Clovis, assim como muitos outros no governo, é um “cético” da mudança climática. Também é o caso de Scott Pruitt, que está na chefia da Agência de Proteção Ambiental. Enquanto pedaços gigantescos da Antártida se desprendem do bloco de gelo do continente e os padrões climáticos seguem confirmando as conclusões de 97% da comunidade científica que a mudança climática antropogênica é real, Trump se cerca de pessoas como Clovis e Pruitt, que simplesmente descartam os fatos, colocando todos nós em risco.
O sindicato de cientistas Union of Concerned Scientists publicou um estudo sobre a trajetória dos primeiros seis meses do governo Trump, chamado "Sidelining Science from Day One." (“Deixando a ciência de lado desde o primeiro dia”). O estudo condena a equipe de Trump por “corroer a capacidade da ciência, dos fatos e das evidências de informar decisões de políticas públicas” e afirma que “padrões eminentes revelam táticas para diminuir o papel da ciência na nossa democracia”.
Falando sobre a necessidade de cientistas qualificados em cargos de alto escalão, Arati Prabhakar, ex-chefe da Agência de Projetos de Pesquisa Avançada de Defesa (DARPA), resumiu a situação. “Essas posições exigem especialização profunda e liderança séria. Qualquer coisa menos que isso é um risco para o futuro.”
Claro que não é só a ciência que está em cerco. Amplamente, o governo ataca fatos e evidências sempre que não se alinham à sua visão política. Todas as comunidades que se apoiam em evidências estão sob ataque – a comunidade de inteligência, agentes da lei, centros de inovação e jornalistas. Os ataques acontecem de todas as formas – desconsideração por dados, falácias ad hominem contra os representantes e suas motivações, desvios de argumentos e falsas analogias.
O oposto de conhecimento é ignorância. Mas a desconsideração proposital do conhecimento – independentemente do motivo – é estupidez. Isso acontece porque aqueles que lutam contra os fatos estão em guerra contra a realidade. É uma posição em que é impossível vencer. Além disso, o conhecimento especializado, especificamente de cientistas, é essencial para podermos fazer o que líderes deveriam fazer: antecipar mudanças, entender as suas consequências e aproveitar as oportunidades que elas apresentam. Trump, promovendo uma campanha sistemática para limpar o governo de especialistas e ideias que ele enxerga como ameaças para a sua agenda política, fez muito mais do que apenas iniciar uma Era de Ouro da Estupidez. Ele está lançando involuntariamente uma questão que não precisa de especialistas para decifrar a resposta: “O que acontece quando você lobotomiza a maior potência mundial?”.

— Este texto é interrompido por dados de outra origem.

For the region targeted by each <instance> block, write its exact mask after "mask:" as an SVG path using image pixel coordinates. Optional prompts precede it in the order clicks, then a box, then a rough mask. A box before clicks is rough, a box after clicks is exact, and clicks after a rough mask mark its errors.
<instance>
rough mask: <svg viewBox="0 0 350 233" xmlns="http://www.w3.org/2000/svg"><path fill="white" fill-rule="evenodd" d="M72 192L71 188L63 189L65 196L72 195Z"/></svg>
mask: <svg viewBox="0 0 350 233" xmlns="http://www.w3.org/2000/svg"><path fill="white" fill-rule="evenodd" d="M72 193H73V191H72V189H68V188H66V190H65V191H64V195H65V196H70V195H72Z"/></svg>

Nós, também, precisamos entender as consequências mortais do que Trump está escolhendo arriscar. Isso me lembra de um experimento que o meu pai, um cientista, conduziu certa vez. Nos seus últimos anos, ele foi atormentado por falência renal, um legado do seu sofrimento quando criança na Áustria nazista. “Vamos ver o que acontece se eu não fizer diálise por algumas semanas.” O médico disse: “Você certamente vai morrer”. Meu pai disse: “O único jeito de termos certeza do resultado é se testarmos a teoria”. Parafraseando uma frase de Hemingway que ele gostava, nunca houve dúvidas quanto ao resultado.
Ele morreu dias depois.
*Rothkopf é autor de "The Great Questions of Tomorrow". É professor visitante de assuntos internacionais na Faculdade de Estudos Internacionais da Universidade de Columbia.